E’ vero che i rendimenti americani sono saliti dopo la pubblicazione del dato sull’inflazione, ma restando profondamente negativi in termini reali. Il decennale USA, ad esempio, si è portato sopra 1,55%, che oggi come oggi implica un rendimento reale del -4,65%. Come mai gli obbligazionisti sono disposti a perdere così tanto. E come mai gli azionisti non stanno scontando alcun impatto negativo per l’economia derivante dal rialzo dei tassi tanto atteso?

Una prima spiegazione immediata sarebbe che gli investitori siano così avveduti da non farsi suggestionare dalle paure di questa fase serpeggianti tra le famiglie, le imprese e gli stessi governi. I mercati guardano tipicamente a un orizzonte temporale lungo, per cui possono anche reagire malamente a qualche cattiva notizia, ma tendono a somatizzarla velocemente e a restare legati ai fondamentali di lungo periodo. Se così stessero le cose, effettivamente dovremmo dormire sonni relativamente tranquilli. Non starebbero prevedendo alcuno sconquasso economico con la stretta monetaria globale che verrà.

Inflazione e corsa alle azioni

Insomma, l’era dell’“easy money” potrebbe essere finita, ma non quella della crescita e dei profitti. E forse, il ragionamento di fondo sarebbe ancora più sottile: possiamo considerare archiviata l’era del denaro facile e a bassissimo costo o negativo, se le banche centrali si limiteranno quasi certamente a ritoccare i tassi di poco, a fronte di un’inflazione già al 4-5-6%? In altre parole, il denaro resterà a buon mercato anche dopo la cessazione degli stimoli monetari.

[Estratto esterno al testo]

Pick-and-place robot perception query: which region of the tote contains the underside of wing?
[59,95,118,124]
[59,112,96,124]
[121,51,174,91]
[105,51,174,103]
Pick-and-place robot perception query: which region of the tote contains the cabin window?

Nessuno prevede un ritorno al periodo antecedente la crisi finanziaria del 2007, quando le banche centrali tenevano i tassi al 4-5% o più. Almeno, non da qui ai prossimi anni.

E se i mercati fossero in trappola? Con l’inflazione così alta, disinvestire non sarebbe una buona idea. Vendere azioni o obbligazioni per tenere denaro contante significherebbe mandare ancora più in fumo il capitale. I rendimenti obbligazionari saranno anche bassi, ma il cash rende zero. Perché non riversarsi sulle azioni, dunque? Perché sono un asset generalmente sopravvalutato. Attualmente, i prezzi delle società quotate nell’S&P 500 valgono la media di oltre 29 volte gli utili contro una media storica di 16. I massimi di sempre si toccarono a inizio Duemila a quasi 45.

Starebbe accadendo che nessuno si senta in grado di vendere, semplicemente perché non saprebbe cosa comprare. Una situazione di paralisi, che preluderebbe allo scoppio della bolla finanziaria. Eppure, l’indice VIX, che misura la volatilità attesa del mercato azionario, implica al momento valori di oltre il 40% sopra la media storica, pur relativamente bassi. Non si evincerebbe nitidamente una reale stasi. Chissà che i mercati non siano più semplicemente in attesa di un evento che spinga loro a vendere o continuare a comprare. Ma se fossero in trappola, avrebbero abboccato bene all’amo lanciato in mare dalle banche centrali. Nel tentativo di portare le economie fuori dalle secche della bassa crescita, dal 2008 non fanno che gonfiare i prezzi degli asset finanziari a colpi di liquidità. Adesso che l’inflazione è tornata, nessuno sa davvero quale possa essere il “new normal”.